コラム

2015-05-25

相続時精算課税制度

相続時精算課税制度とは、平成15年の税制改正によって導入された制度で、導入されてから早や10年が経過しています。

この制度は、親子間での生前贈与を円滑に進めることを目的に導入されました。

財産の種類を問わず贈与額の非課税枠の上限は、最高2,500万円(住宅取得資金の贈与は3,500万円)となっており、上限枠を超えた部分については一律20%の贈与税がかかる仕組みになっています。

但し、その後に相続が発生した場合には、相続時精算課税制度によって取得した財産は、贈与した時の価額で相続財産に取り込んで、相続税の税額計算を行うこととなっています。

この制度も平成27年1月1日より変更されており、各種要件が緩和されています。

これまでは、贈与する側(相続時精算課税制度を利用して贈与する方を「特定贈与者」と呼びます)は、贈与した年の1月1日において年齢が65歳以上であることが要件として掲げてありました。

これが60歳以上にまで引き下げられましたので、相続時精算課税制度を利用できる対象が広げられました。
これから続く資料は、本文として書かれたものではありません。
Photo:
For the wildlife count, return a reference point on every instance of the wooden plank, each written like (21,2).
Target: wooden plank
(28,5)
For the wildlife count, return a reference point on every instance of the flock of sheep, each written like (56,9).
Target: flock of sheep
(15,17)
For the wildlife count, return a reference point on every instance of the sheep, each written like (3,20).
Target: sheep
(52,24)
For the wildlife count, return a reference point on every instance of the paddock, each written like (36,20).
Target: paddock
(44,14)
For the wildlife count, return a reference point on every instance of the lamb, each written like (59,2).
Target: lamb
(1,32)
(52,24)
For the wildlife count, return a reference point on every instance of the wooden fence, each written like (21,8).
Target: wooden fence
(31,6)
もう一つの改正が、受贈者(相続時精算課税制度を利用して受贈する方を「特定受贈者」と呼びます)の要件を、これまでの20歳以上の子である推定相続人に、20歳以上の孫を加えたことです。

相続時精算課税制度の利用について

相続時精算課税という制度を、多くの方が利用済みの方がいらっしゃると思われますが、制度を利用した方は、平成26年12月31日までの相続税制度がそのまま運用されるという前提で利用されたのではないのでしょうか?
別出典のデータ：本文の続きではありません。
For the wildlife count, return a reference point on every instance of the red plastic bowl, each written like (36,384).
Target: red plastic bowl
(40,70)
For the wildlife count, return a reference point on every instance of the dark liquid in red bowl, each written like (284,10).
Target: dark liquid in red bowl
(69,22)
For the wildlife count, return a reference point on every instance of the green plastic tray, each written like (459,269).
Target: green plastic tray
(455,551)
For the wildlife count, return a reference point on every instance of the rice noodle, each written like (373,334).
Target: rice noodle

例えば、推定相続人が4人いれば、平成26年までの相続税の非課税枠は5,000万+1,000万×4人で9,000万と計算されましたが、平成27年以降は3,000万+600万×4人で計算されますので5,400万に引き下げられました。

推定相続人が4人で所有財産額が8,000万だから、相続税は納税する必要が無いという計算を行った後に、「いずれ子供達に財産を渡すのだから」という理由で相続時精算課税制度枠の2,500万を使って子供の住宅取得資金として贈与した場合を考えてみましょう。

相続時精算課税制度は、贈与した時の価格を相続時の財産額に加えますから、今回の改正により相続税の非課税額が引き下げられ、8,000万-5,400万で計算された2,600万に税率(最低が10%)を掛け合わせますから、260万の納税が必要になります。

このように、当初の目論見が崩れて相続税の納付が必要になってしまってくる場合もあるのです。

ここで大切なのが、一度相続時精算課税制度を使うと、同じ贈与者からの受贈については暦年課税の贈与は出来ないことです。

暦年課税の贈与を繰り返した後に、相続時精算課税制度の贈与を行うことは可能なのですが、相続時精算課税制度の贈与を行ったら暦年課税の贈与は出来なくなってしまいますから、贈与の順序というのが非常に大切になってきます。

更に、この方のように2,500万という限度枠いっぱいを使ってしまうと、その後の贈与は一律20%の贈与税を納税しなければならいということをお忘れなく。

皆さんはお気づきかもしれませんが、相続時精算課税制度を使った方が有利な財産、不利な財産というものがありますので、この制度を使う時には注意が必要です。

節税目的で相続時精算課税制度を使うのであれば、贈与する財産に着目しなければいけないのです。

次回は、この相続時精算課税制度に適した財産というものにスポットを当てたいと思います。